Innovateur infatigable, il a su se montrer sensible aux maîtres du passé tout en restituant la frénésie de la modernité, grâce à son coup de pinceau virevoltant. Par ce choix d’un art individuel et indépendant, il a conservé tout au long de sa carrière une originalité absolue.
Grâce à l’engagement exceptionnel du Museo Boldini de Ferrare, le Petit Palais
présente l’artiste italien sous toutes ses facettes, de ses débuts à Florence à sa
longue carrière parisienne, de ses tableaux de genre à ses portraits mondains,
en passant par toute une production plus intime, jalousement gardée dans son
atelier de son vivant. L’exposition rend hommage au peintre des élégances,
mais invite aussi à découvrir un artiste plus secret.
Section 1 – Boldini avant Boldini (1864-1871)
En 1864, Boldini s’installe à Florence, qui est alors le centre de la vie culturelle et artistique en Italie. Deux peintres, Michele Gordigiani et Cristiano Banti, le prennent rapidement sous leur aile, l’introduisant dans les cercles artistiques et auprès d’une société mondaine qui lui procure des commandes. Pendant un temps, Boldini fréquente aussi les Macchiaioli, groupe d’initiateurs de la peinture moderne italienne. Il réalise plusieurs portraits des membres de ce groupe. Sa manière innovante de traiter les arrière-plans, en représentant les
murs de son atelier plutôt que de faire ressortir ses figures sur des fonds neutres, frappe ses contemporains. Boldini commence à être remarqué par la critique.

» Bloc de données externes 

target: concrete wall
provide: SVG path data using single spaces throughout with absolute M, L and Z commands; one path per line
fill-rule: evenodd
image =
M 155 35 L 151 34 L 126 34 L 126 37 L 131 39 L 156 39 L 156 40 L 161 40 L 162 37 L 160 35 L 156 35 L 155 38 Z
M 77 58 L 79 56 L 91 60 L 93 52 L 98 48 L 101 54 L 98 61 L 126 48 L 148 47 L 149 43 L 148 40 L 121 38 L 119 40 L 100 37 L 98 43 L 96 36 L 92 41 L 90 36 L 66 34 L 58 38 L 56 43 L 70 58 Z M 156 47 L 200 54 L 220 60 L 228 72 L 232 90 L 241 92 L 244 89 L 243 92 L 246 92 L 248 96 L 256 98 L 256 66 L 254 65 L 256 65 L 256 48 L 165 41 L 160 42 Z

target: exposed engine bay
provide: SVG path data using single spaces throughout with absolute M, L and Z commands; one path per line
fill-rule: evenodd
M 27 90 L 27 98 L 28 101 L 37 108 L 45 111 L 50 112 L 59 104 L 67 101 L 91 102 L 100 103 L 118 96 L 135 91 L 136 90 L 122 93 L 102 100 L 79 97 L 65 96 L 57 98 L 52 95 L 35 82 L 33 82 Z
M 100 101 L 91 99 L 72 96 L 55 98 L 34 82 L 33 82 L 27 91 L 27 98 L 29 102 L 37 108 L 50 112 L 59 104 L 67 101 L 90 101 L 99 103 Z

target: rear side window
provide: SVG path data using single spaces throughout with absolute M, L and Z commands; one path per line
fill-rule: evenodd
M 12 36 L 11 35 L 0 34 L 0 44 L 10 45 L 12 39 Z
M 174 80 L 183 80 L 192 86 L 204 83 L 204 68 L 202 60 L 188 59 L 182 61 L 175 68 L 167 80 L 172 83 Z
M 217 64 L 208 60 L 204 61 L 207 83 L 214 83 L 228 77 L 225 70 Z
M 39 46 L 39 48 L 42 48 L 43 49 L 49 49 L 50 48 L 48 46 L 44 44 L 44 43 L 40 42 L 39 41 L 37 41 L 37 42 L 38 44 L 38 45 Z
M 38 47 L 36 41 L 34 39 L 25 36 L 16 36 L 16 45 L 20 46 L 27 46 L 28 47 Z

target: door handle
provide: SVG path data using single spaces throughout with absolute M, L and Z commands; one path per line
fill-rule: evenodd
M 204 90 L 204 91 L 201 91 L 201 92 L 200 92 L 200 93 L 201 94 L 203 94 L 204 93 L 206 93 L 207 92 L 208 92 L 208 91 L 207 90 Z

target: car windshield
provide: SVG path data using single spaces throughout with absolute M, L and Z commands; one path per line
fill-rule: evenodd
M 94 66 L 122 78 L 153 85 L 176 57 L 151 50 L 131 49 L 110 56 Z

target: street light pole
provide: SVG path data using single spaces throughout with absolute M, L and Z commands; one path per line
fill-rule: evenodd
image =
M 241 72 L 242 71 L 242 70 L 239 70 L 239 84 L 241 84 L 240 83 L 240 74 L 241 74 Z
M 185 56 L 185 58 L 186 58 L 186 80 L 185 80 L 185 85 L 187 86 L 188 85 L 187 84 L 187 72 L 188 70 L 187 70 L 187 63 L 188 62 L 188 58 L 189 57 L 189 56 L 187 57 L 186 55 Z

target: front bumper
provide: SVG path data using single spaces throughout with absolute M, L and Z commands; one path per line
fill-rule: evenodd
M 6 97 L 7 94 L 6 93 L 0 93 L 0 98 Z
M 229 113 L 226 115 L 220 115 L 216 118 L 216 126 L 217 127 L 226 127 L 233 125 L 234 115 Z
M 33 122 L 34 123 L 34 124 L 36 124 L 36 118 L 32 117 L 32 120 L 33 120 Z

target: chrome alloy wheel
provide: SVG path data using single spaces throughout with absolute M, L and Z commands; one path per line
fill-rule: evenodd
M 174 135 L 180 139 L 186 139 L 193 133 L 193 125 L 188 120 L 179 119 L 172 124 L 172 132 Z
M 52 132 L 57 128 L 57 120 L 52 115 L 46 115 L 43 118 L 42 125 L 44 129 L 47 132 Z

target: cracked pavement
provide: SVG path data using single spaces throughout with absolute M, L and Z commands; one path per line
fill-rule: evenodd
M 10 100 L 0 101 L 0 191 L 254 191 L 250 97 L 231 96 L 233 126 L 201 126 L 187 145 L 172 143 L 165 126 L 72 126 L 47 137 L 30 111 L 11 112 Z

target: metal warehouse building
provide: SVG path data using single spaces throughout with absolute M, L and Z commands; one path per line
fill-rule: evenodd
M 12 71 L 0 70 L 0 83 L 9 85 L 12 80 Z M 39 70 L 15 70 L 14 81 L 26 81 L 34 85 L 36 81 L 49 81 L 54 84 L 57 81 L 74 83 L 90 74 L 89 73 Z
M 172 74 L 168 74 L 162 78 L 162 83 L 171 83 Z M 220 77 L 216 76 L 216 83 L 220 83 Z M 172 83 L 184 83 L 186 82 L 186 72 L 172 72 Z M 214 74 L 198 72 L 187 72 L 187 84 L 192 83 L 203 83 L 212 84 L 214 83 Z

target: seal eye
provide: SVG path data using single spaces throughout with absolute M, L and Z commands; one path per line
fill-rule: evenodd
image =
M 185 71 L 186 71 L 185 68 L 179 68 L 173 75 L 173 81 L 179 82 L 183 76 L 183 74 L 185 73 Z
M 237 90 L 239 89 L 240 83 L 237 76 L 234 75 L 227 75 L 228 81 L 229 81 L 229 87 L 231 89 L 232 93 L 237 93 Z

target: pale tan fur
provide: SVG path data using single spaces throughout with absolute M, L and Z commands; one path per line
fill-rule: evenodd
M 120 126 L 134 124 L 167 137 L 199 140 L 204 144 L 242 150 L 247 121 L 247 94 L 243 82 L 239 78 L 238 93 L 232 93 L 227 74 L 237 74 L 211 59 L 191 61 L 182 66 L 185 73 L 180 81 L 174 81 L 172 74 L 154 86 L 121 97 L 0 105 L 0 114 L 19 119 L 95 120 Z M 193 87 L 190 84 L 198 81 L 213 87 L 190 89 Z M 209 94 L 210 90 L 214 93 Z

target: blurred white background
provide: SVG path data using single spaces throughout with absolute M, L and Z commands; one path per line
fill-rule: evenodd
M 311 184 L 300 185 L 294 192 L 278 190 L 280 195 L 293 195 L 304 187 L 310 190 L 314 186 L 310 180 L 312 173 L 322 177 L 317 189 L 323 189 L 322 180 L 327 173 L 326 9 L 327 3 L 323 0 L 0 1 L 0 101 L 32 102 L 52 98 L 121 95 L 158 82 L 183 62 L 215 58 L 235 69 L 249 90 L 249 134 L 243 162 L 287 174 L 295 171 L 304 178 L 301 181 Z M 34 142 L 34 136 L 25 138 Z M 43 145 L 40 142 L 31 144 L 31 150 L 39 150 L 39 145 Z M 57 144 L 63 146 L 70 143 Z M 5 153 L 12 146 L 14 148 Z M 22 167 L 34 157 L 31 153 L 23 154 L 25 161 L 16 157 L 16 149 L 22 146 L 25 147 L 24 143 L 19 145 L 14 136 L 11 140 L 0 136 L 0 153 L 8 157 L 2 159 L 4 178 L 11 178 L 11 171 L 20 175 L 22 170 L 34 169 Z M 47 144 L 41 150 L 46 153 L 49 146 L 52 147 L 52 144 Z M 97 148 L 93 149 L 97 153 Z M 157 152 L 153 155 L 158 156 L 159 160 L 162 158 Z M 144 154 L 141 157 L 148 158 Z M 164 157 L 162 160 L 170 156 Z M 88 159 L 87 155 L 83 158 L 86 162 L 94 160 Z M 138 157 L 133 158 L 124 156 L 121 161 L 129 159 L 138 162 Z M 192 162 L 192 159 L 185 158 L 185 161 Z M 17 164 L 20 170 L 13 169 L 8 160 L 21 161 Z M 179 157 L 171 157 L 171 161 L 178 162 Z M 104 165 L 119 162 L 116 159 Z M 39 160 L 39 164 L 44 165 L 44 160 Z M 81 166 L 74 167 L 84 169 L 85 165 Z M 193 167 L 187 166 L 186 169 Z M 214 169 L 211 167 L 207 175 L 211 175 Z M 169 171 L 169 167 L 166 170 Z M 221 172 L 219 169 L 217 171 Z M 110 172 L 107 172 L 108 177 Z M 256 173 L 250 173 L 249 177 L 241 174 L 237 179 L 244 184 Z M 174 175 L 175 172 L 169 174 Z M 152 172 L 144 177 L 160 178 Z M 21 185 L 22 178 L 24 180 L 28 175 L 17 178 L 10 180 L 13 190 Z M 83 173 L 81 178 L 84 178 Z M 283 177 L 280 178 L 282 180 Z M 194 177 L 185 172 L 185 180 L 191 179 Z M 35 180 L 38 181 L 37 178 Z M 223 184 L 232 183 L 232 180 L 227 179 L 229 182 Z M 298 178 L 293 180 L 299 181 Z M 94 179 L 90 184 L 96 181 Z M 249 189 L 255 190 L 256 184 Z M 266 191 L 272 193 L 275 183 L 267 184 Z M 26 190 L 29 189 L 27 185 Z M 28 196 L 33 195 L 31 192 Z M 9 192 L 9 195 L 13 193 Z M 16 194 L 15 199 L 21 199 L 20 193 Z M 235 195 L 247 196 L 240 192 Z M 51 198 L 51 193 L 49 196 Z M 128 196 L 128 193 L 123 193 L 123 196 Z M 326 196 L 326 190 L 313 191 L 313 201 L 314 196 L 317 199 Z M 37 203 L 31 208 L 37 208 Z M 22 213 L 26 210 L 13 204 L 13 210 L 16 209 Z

Une richissime anglaise, Isabella Robinson Falconer, convaincue de son talent exceptionnel, le présente aux grandes familles italiennes et étrangères qui vivent à Florence ou qui résident l’hiver sur la Côte d’Azur. Cette familiarité avec la bourgeoisie et l’aristocratie lui vaut un succès toujours grandissant et davantage de commandes.
Section 2 – Les débuts parisiens de Boldini (1871-1880)
Le 23 octobre 1871, Boldini arrive à Paris pour un bref séjour. La capitale
française vient tout juste de retrouver l’apaisement après la guerre francoprussienne et la Commune. Alors qu’il a prévu de retourner à Londres où
il s’est installé depuis le mois de mai, le peintre se laisse happer par la
promesse d’une vie parisienne palpitante et d’une grande carrière artistique.
Ainsi commence l’aventure française de Boldini, qui durera près de soixante
ans.
Par stratégie commerciale, il se rapproche notamment du marchand Adolphe
Goupil et met de côté sa vocation de portraitiste pour se consacrer « à l’art
à la mode », à la manière d’Ernest Meissonier et de Mariano Fortuny. Ce
style se caractérise par des peintures de genre de petites dimensions, avec
des personnages en costume du XVIIIe siècle, aptes à séduire la nouvelle
bourgeoisie entrepreneuriale. La jeune compagne et muse de Boldini,
Berthe, avec son visage doux et son innocence mêlée de sensualité, devient
la protagoniste de dizaines de scènes. Dans ses paysages, Boldini se
montre particulièrement attiré par les lieux que fréquente la haute société,
tels qu’Étretat, qui allait bientôt devenir une ville balnéaire à la mode. Si
l’exécution en plein air lui permet de capturer des impressions visuelles
fugitives, il retravaille néanmoins longuement ses peintures en atelier pour
parvenir à la composition idéale.
Le succès ne se fait pas attendre : Boldini est très vite reconnu en tant que paysagiste et peintre de genre, en France comme à l’étranger. Ses tableaux nourrissent, dans l’imaginaire collectif, l’image d’une société française
pacifiée, heureuse et harmonieuse, loin des souvenirs de la Commune.